Don’t start with the class, start with a student: teach what you want to teach to 1 or 2 or 3 students who are ready to learn. Take a small white board to class, sit down next to the students and start teaching, If another student shows interest, invite them over to join you. Show the students that when you start teaching, it is actually worth listening. If the students really believe this, they will be much more willing to stop what they are doing to listen to you.
Don’t collect homework: I’m not a huge fan of homework on the very best of days. But I do give it to students. Often times I just want them to have a bit more practice working with the language we used in class. If my main purpose is (forcing) providing students with practice time out of class, why would I collect and mark the homework? And why would I stop the entire class and use everyone’s time to collect homework whose main purpose was to provide individual practice and review time? Instead, let students know that if they want feedback on homework, they can turn it in to you and you’ll be happy to let them know their areas of strength or weakness.
Don’t assign classwide listening tasks: while listening, we often give students a task such as ‘write down every verb you hear,’ or ‘while listening circle the stressed/key words on the transcript.’ But this both ends up using time for instructions and assumes students need similar listening practice. Instead, give students a weekly (or bi-weekly, or even monthly) task which is more suited to their individual needs. So if you like to start of your lesson with a listening activity, everyone in the class is primed, ready to go, and knows why they are doing what they are doing. After the activity, what should you do with the stuff they have just written down on looseleaf paper or in their notebook? See: don’t collect homework.

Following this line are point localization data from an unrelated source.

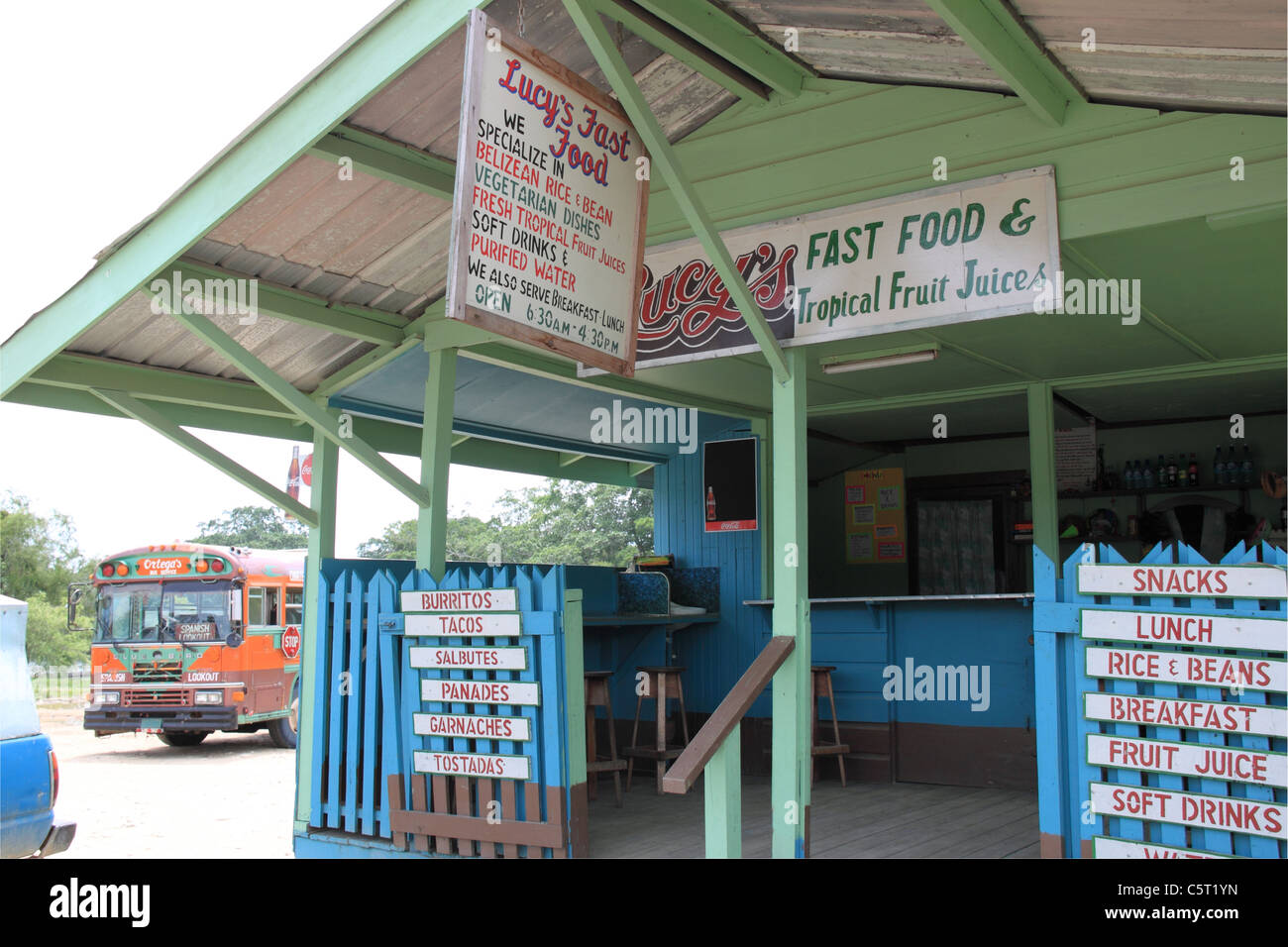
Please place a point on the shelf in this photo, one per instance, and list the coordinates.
(1153, 491)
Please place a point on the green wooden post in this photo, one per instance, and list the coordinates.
(326, 460)
(721, 785)
(436, 459)
(791, 727)
(1042, 471)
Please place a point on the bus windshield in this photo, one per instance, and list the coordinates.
(162, 611)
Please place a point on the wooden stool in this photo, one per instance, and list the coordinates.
(597, 696)
(661, 685)
(822, 685)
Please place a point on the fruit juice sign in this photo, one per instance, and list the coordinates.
(550, 205)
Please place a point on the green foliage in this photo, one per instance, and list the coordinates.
(563, 522)
(254, 527)
(50, 642)
(39, 558)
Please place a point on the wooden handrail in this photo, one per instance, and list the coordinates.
(687, 768)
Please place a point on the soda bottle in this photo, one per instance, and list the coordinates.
(292, 476)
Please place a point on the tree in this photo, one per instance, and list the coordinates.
(562, 522)
(254, 527)
(39, 558)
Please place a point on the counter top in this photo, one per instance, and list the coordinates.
(1013, 595)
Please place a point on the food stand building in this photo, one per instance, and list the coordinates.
(906, 476)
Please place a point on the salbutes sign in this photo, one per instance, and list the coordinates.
(951, 254)
(550, 202)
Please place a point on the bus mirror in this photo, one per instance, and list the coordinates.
(75, 592)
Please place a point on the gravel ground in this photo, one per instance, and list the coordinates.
(132, 796)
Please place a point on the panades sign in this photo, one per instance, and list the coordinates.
(949, 254)
(552, 193)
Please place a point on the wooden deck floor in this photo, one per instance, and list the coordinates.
(861, 821)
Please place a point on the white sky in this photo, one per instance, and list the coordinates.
(111, 108)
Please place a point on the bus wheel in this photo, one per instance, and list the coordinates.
(181, 737)
(283, 731)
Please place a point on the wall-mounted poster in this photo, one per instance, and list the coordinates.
(548, 230)
(730, 488)
(875, 523)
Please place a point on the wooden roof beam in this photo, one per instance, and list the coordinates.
(1013, 53)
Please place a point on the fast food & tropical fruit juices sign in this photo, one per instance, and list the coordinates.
(550, 204)
(957, 253)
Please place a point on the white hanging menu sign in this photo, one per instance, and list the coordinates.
(549, 213)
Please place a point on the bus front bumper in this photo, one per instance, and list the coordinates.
(136, 719)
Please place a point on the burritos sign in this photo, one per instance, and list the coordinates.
(548, 232)
(958, 253)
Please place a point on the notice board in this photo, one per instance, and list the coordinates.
(876, 528)
(550, 205)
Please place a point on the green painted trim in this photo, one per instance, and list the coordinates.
(162, 425)
(436, 458)
(364, 367)
(730, 39)
(387, 159)
(721, 789)
(662, 155)
(1046, 514)
(301, 308)
(791, 728)
(301, 405)
(1000, 40)
(684, 48)
(535, 364)
(322, 497)
(1147, 315)
(335, 90)
(82, 372)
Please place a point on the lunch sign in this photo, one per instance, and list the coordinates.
(1176, 650)
(550, 205)
(469, 613)
(948, 254)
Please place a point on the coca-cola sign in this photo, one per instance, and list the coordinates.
(954, 253)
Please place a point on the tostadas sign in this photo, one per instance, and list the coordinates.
(548, 237)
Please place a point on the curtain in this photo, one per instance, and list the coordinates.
(954, 548)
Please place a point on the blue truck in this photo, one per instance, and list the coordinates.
(29, 768)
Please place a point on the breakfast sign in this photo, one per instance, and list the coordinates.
(1209, 742)
(469, 613)
(550, 205)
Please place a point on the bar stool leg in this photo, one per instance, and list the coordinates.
(612, 750)
(661, 727)
(635, 741)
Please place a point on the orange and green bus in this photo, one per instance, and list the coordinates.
(189, 639)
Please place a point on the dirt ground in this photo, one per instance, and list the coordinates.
(132, 796)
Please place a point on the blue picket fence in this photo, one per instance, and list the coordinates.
(366, 692)
(1060, 656)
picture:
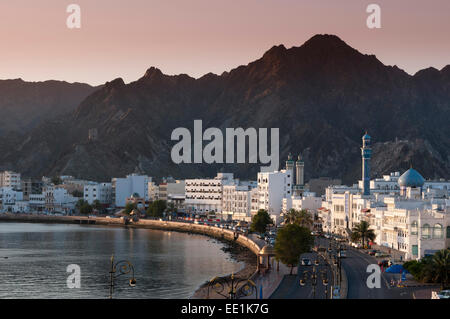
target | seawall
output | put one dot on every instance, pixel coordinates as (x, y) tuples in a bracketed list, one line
[(211, 231)]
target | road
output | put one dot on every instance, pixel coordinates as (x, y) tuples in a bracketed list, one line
[(355, 266), (290, 287)]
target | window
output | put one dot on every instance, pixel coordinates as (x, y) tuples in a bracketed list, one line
[(437, 231), (415, 250), (426, 231), (414, 227)]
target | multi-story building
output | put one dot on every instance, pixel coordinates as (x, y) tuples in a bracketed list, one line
[(123, 188), (406, 212), (204, 196), (171, 188), (8, 198), (57, 199), (101, 192), (153, 191), (36, 202), (237, 200), (10, 179), (31, 187), (272, 188), (309, 201)]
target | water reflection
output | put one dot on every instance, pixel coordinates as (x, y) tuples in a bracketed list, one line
[(167, 264)]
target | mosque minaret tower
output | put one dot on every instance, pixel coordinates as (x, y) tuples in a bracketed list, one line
[(366, 154)]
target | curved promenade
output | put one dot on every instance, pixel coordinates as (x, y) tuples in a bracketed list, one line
[(267, 283), (212, 231)]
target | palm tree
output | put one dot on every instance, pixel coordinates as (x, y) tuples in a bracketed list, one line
[(363, 231), (440, 267), (304, 219), (290, 216)]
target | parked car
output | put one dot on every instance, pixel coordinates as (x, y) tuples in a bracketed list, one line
[(306, 262), (373, 252), (444, 294)]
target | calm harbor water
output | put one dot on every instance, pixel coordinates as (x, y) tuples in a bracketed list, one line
[(167, 264)]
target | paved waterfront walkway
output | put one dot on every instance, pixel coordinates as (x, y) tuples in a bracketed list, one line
[(270, 281), (396, 254)]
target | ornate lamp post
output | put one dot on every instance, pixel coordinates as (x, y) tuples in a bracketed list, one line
[(123, 267), (313, 276), (232, 288), (325, 282)]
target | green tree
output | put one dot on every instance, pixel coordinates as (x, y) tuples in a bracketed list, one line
[(291, 216), (438, 268), (77, 193), (129, 208), (431, 269), (299, 217), (292, 241), (83, 207), (363, 231), (98, 206), (56, 180), (260, 221), (157, 208)]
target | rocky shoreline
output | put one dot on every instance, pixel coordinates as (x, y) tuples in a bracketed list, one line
[(241, 249), (237, 253)]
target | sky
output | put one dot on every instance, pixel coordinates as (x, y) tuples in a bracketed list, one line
[(125, 38)]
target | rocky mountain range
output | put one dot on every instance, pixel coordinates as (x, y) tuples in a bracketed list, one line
[(322, 95)]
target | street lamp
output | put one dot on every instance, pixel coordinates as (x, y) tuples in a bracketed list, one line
[(313, 276), (123, 267), (325, 282), (232, 288)]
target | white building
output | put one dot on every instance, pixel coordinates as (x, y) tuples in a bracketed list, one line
[(124, 188), (58, 199), (406, 212), (101, 192), (10, 179), (8, 198), (272, 188), (37, 202), (308, 201), (204, 196), (170, 189), (237, 201)]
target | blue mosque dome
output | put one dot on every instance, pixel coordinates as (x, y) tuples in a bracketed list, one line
[(411, 178)]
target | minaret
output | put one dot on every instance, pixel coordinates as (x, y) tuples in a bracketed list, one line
[(300, 171), (366, 154), (290, 166)]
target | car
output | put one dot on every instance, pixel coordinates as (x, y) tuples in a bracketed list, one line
[(306, 262), (373, 252), (444, 294)]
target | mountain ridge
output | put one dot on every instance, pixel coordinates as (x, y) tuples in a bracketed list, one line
[(322, 95)]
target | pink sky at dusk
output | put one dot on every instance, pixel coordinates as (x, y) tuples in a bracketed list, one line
[(124, 38)]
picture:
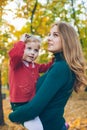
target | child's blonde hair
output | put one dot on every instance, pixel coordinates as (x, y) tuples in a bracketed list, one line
[(72, 52), (33, 38)]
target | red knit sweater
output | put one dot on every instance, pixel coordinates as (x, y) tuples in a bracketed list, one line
[(22, 78)]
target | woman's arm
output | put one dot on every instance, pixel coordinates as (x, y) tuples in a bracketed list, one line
[(53, 82), (16, 54), (46, 66)]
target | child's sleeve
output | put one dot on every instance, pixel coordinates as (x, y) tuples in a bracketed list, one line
[(16, 54)]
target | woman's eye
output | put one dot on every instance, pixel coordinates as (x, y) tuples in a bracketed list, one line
[(36, 50)]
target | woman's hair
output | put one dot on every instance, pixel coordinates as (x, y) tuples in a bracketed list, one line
[(72, 52), (32, 38)]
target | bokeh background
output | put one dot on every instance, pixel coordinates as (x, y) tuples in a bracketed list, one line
[(35, 17)]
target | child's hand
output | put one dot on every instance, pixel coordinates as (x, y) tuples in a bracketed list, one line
[(24, 37)]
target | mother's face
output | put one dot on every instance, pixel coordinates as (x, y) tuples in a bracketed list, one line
[(54, 40)]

Don’t collect tests: See don’t collect homework.
Don’t collect anything: see homework and tests (caveat: you need to explain the system of how you give feedback at the beginning of the year. And you need to hope and pray that there are at least a few students are going to give you something so that when they get the most excellent feedback you have to give them, other students realise that it is a pretty groovy thing to voluntarily hand in assignments, tests, etc.)
Don’t wait for activities to end: If students are doing individual work and 1 student seems to be finishing up, then grab her or him and start the next activity with that student, alone. And when another student finishes, well the first student already knows how to do it, so just pair them up and let them go.
Don’t officially end your class: If you follow most (or even some) of these ideas, there’s a very good chance that when class time is winding down there will be a lot of students doing a lot of different things. What’s the point in stopping them all and making them look at you? Really, what’s the point of officially ending class in general? Instead, with a minute left in class, just walk around to the students and let them know you are leaving the class to get ready for your next lesson. And let the the students keep doing what they want to do. Trust that they will leave the class in time for the next class of students to come on in. And you know what, they might just keep learning right up to the very last second. I’ve even had pairs or small groups of students head off to a nearby cafe to continue their lesson sans teacher.
There’s this term, ‘classroom management.’ Whenever I hear it, I kind of get itchy all over. Why would I want to manage my classroom? I think I’d rather spend my time creating an environment where students can, as much as possible, manage their own learning. Luckily, as a teacher, how I spend my time during a lesson is mostly up to me. I wonder how classrooms might look if students, whenever possible, were provided with that same opportunity.